Someone, not anyone but the all-knowing Tim, said: "and those types are 
not compatible, because the two struct tags are different."

Do you agree with that? Or is there something more to making two types 
be incompatible?

My examples included ones where tags /were/ different; tags which were 
identical (in nested scopes) and tags which were missing.

My view is that even if type discrimination was 100% dependent on tags, 
then it would be poor to rely on something which can be invisible in 
source code (either tags don't exist, or they appear identical).



> A struct type has a tag. If the declaration doesn't show one,
> that doesn't mean it doesn't have a tag.
> 
> If a "Simulation" object has a "gravity" member, do you conclude
> that a given simulation has no gravity, because the constructor
> omitted specifying it?
> 
>    Simulation s = new Simulation(windSpeed = 35.7)

This is quite irrelevant, since 'gravity' will be defined somewhere in 
the source code, but you are talking about some internal attribute that 
may or may not be used by an implementation.

>> As I concluded, your assertion about compatibility being based on tags
>> being the same or not didn't seem right.)
> 
> Or, you know, you could stop caring about what someone wrote in
> comp.lang.c, be they right or wrong, and ... look it up?

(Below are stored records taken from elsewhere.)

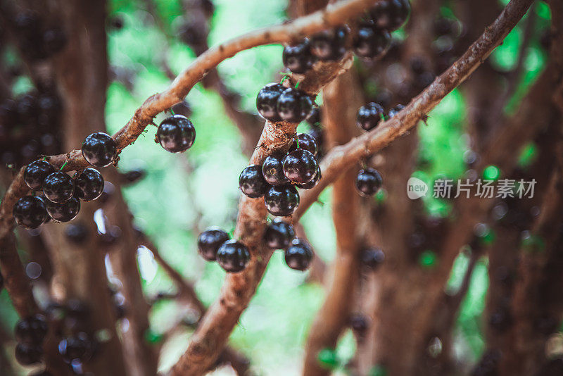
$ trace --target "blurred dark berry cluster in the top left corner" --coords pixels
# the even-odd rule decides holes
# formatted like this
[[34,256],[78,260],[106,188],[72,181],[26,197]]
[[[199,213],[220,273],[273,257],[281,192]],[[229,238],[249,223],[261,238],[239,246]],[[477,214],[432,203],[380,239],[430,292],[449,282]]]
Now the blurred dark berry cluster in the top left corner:
[[23,11],[7,19],[18,38],[19,50],[33,61],[49,58],[62,51],[67,44],[67,37],[61,27],[44,25],[36,13]]

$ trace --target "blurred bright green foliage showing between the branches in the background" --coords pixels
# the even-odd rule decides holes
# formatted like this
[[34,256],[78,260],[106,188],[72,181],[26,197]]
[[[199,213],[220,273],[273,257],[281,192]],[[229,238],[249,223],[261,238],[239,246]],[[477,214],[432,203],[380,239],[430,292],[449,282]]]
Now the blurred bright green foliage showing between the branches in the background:
[[[503,0],[503,2],[507,2]],[[121,30],[108,31],[110,65],[134,77],[132,89],[117,81],[108,87],[106,122],[110,132],[115,132],[151,94],[169,84],[164,65],[177,74],[191,61],[194,52],[174,37],[182,22],[179,0],[155,1],[156,15],[146,11],[146,2],[140,0],[111,0],[110,17],[120,16],[125,21]],[[216,11],[211,22],[209,44],[215,45],[257,27],[283,22],[286,18],[286,1],[281,0],[215,0]],[[511,113],[517,107],[529,84],[545,65],[545,52],[538,40],[548,25],[548,7],[540,2],[534,10],[538,14],[529,49],[524,51],[522,82],[506,108]],[[446,10],[450,14],[451,11]],[[156,26],[154,16],[162,20],[164,34]],[[529,16],[529,15],[528,15]],[[493,66],[510,71],[517,63],[524,25],[519,25],[507,36],[505,42],[491,56]],[[404,33],[398,33],[404,35]],[[244,51],[229,58],[219,66],[219,71],[230,89],[241,94],[241,105],[255,112],[255,95],[267,82],[277,77],[281,70],[281,46],[262,46]],[[13,88],[24,92],[30,87],[27,78],[21,78]],[[172,155],[154,144],[156,128],[148,127],[134,146],[121,154],[120,168],[144,167],[148,175],[144,180],[125,189],[125,196],[141,227],[169,261],[187,279],[196,281],[195,287],[205,304],[213,302],[219,293],[224,272],[216,263],[205,263],[196,251],[196,237],[204,227],[218,225],[232,231],[236,220],[239,189],[237,179],[247,163],[241,153],[241,137],[231,120],[225,115],[222,102],[215,92],[196,85],[186,100],[191,105],[196,125],[196,142],[187,153]],[[456,89],[445,97],[429,114],[426,125],[418,127],[419,168],[413,176],[432,186],[438,177],[457,180],[466,170],[464,154],[469,150],[464,122],[467,108],[462,90]],[[163,114],[156,118],[160,123]],[[521,153],[521,165],[529,163],[536,153],[535,146],[527,146]],[[502,172],[500,172],[502,174]],[[384,191],[378,196],[384,200]],[[325,261],[334,258],[335,234],[330,215],[330,189],[320,196],[303,218],[310,242]],[[322,203],[325,203],[324,205]],[[445,217],[450,204],[429,196],[424,199],[429,215]],[[533,242],[536,244],[537,242]],[[420,258],[425,268],[438,262],[434,251],[426,251]],[[459,289],[469,264],[465,253],[458,256],[448,291]],[[141,272],[148,266],[141,265]],[[165,272],[158,268],[153,277],[142,273],[144,289],[149,295],[173,292],[174,286]],[[251,358],[258,374],[297,375],[300,369],[303,344],[310,323],[324,299],[322,287],[305,284],[306,274],[284,265],[281,253],[275,253],[268,265],[264,280],[250,307],[243,313],[232,334],[234,346]],[[483,313],[488,273],[486,258],[478,261],[471,277],[469,291],[457,319],[454,337],[454,354],[462,361],[475,361],[483,351]],[[161,302],[151,313],[151,330],[146,339],[155,343],[169,329],[181,310],[172,302]],[[17,320],[6,292],[0,294],[0,318],[5,327],[13,327]],[[184,351],[189,330],[177,334],[163,348],[161,368],[169,367],[179,353]],[[343,366],[353,357],[355,341],[348,331],[339,341],[337,349],[320,354],[322,362],[330,368]],[[281,373],[279,370],[283,370]],[[377,367],[371,375],[386,375]]]

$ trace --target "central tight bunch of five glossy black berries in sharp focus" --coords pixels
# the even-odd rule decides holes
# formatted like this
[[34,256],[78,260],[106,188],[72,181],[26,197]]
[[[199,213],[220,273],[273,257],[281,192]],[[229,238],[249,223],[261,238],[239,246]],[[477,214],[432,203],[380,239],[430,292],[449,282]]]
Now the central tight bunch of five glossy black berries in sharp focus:
[[267,211],[286,217],[299,205],[296,187],[311,189],[321,178],[318,146],[308,133],[296,135],[288,153],[267,156],[262,165],[250,165],[239,176],[239,188],[252,199],[264,197]]

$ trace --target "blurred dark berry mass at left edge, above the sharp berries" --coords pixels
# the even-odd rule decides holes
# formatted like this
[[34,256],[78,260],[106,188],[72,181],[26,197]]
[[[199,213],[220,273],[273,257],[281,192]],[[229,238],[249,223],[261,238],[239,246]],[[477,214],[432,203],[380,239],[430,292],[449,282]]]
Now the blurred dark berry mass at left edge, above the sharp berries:
[[49,88],[0,104],[0,163],[17,168],[39,154],[61,153],[61,100]]

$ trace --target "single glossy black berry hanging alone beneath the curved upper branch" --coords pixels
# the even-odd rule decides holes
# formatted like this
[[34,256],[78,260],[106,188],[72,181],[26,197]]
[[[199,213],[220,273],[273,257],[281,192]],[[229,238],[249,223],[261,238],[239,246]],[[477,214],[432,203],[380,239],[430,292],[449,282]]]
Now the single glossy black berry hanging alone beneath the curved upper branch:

Why don't you just tell me?

In my C compiler, each type has a unique index which is what is compared 
to see if two types are the same type. It has nothing to do with tags.

This C code:

     struct     {int x;};
     struct     {int x;};
     struct Tag {int x;};
     {struct Tag {int x;};}

Produces these 4 distinct types, with indices 23-26:

   23 struct (i32 x)
      Name: struct $T1
      Def:  03C24580 $T1.1          # .1 etc is a block scope index

   24 struct (i32 x)
      Name: struct $T2
      Def:  03C246C0 $T2.1

   25 struct (i32 x)
      Name: struct Tag
      Def:  03C247F0 Tag.1

   26 struct (i32 x)
      Name: struct Tag
      Def:  038D2910 Tag.2

The types without tags will have an internal tag supplied, since each 
user type is required to have an ST entry. But it is the 23/24/25/26 
that is used in the type system to discriminate between them.